Insurance Fraud Detection
How I built a predictive model to flag fraudulent claims using XGBoost — and what I learned about the importance of business context in feature selection.
Why this project?
Insurance fraud costs the industry billions annually, and companies are constantly seeking ways to detect and prevent it. I wanted to tackle a real-world problem with significant financial implications and was specifically looking to work on a predictive model with a binary outcome in this case fraud or not fraud.
The subject matter was also a fantastic example of an imbalanced dataset. As I'll get into later the fact that most of the data is skewed towards legitimate claims made this project more challenging, and as a result more satisfying to complete.
Exploratory Data Analysis
Before jumping straight into model building, I needed to understand the shape of the data. This step confirmed what some of the challenges of working with this dataset would be:
- Severe Class Imbalance: Given the way legitimate claims outweight fradulent ones in this data set, I recognized I would have to be careful about what metrics I focused on for this project. Simply guessing legitimate every time on this data set would result in pretty high accuracy at face value.
- Outliers and Non-linearities: Variables like
total_claim_amounthad massive outliers, and the relationship between a driver's age and fraud likelihood wasn't a simple straight line.
These discoveries lead me to decide on the Random Forest model for this project at first.

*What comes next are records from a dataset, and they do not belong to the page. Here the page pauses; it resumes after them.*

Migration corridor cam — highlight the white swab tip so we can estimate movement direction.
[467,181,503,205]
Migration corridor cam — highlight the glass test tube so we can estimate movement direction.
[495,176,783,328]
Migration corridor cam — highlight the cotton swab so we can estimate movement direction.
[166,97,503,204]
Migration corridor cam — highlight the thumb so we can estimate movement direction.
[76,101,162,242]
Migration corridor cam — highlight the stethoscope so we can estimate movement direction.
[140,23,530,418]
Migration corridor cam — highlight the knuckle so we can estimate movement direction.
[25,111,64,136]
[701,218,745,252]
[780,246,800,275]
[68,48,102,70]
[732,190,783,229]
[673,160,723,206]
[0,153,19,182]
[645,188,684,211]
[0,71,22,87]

How it works & Model Decisions
The project is built entirely in Python using a Jupyter Notebook, keeping the focus strictly on data exploration and model building. The dataset comes from Kaggle, I've linked it below, and in the notebook
At this point you might have noticed the discrepancy between the model in the subtitle and in the last paragraph. Random Forest was ultimatly not a fit for my purposes mainly because it wasn't great at handling the first problem of severe class imbalance. Tree-based models are great for tackling some of the problems with this data set, such as the inherently noisy data, extreme outliers and non-linear relationships between features and outcomes.I also has believed I could use the class weight parameter to alleviate the imbalance of fradulent claims. Unfortunately I realized the model was defaulting heavily towards the more common legitimate class even with the balanced weighting.

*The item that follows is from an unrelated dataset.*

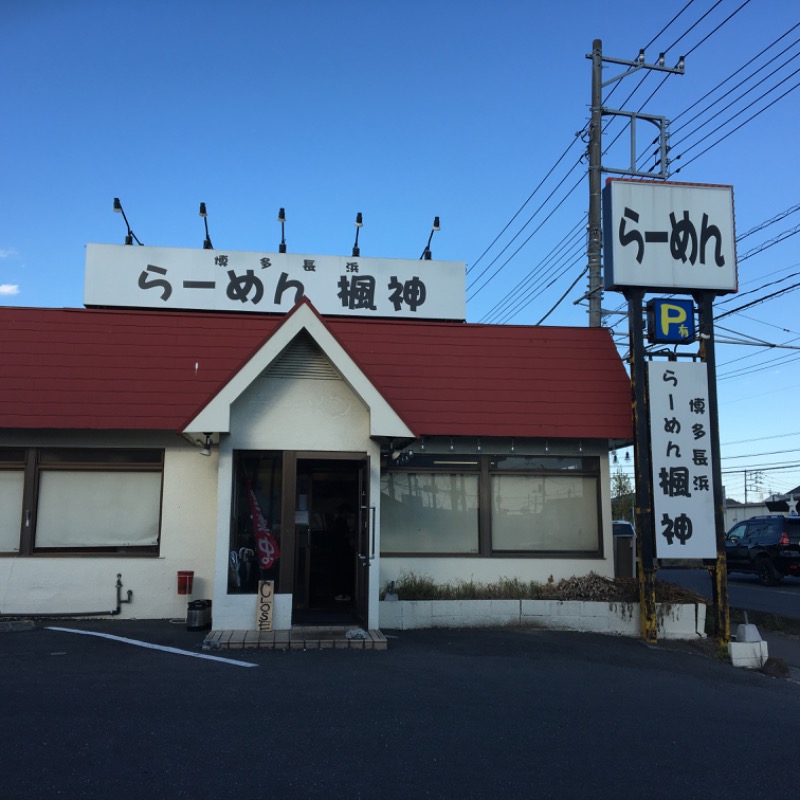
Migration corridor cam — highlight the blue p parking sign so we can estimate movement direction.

For the replacement model, I used a Gradient Boosting model provided through the XGBoost library. This model build's tree sequentially and has iterations correcting the errors of their predecessors. This is useful here because the minority case (fraudulent claims) tend to produce erros more often at first which gets them a disproportionate amount of attention in later trees. This instantly provided results and before even looking at specific numbers it was apparent based on the correlation graph that the majority of fraud cases were being identified.
Weighing Feature Impact
An extra detail I worked on was a bar graph measuring howw much weight certain features had on the model's predictions. The Saab 9-5 came out on top as the strongest feature that the model weighed towards fraud followed by the insurance policy being on chess. Conversely incidents where the claimant lost everything seems to be a signal legitimiacy.
Conclusions
Overall I was pretty happy with how this project turned out. The final model had a ROC AUC score of 0.84 and a recall of 82% on the fraud cases which I thought was pretty good given the imbalance of the dataset and the fact that I didn't do any feature engineering. More important than the specific numbers though, I learned alot about the value of doing exploratory data analysis before diving into working with models, and how important it is to maintain my knowledge of what models and libraries are out there. If I had been more familiar with Gradient Boosting from the start I may not have wasted time trying a random forest model that let 95% of fraud cases slip by. This project mainly serves as a proof of concept and a real production version could likely further improve the recall with strategies such as feature engineering new features from the existing ones
Takeaways
- 01 Gradient Boosting: I'll keep this mind when I have a problem that might be solved by having having trees directtly iterate on their predecessors, like a class imbalance
- 02 Next Steps: Knowing why a claim was flagged is as important as the flag itself. In a business environment, it would be helpful to next work on if the most important weighed features are actually statistically significant and if so why are they so conducive to fraud.
- 03 Real World Application: Building an accurate model is only step one; integrating the predicted probabilities into a triage workflow for investigators is the real value.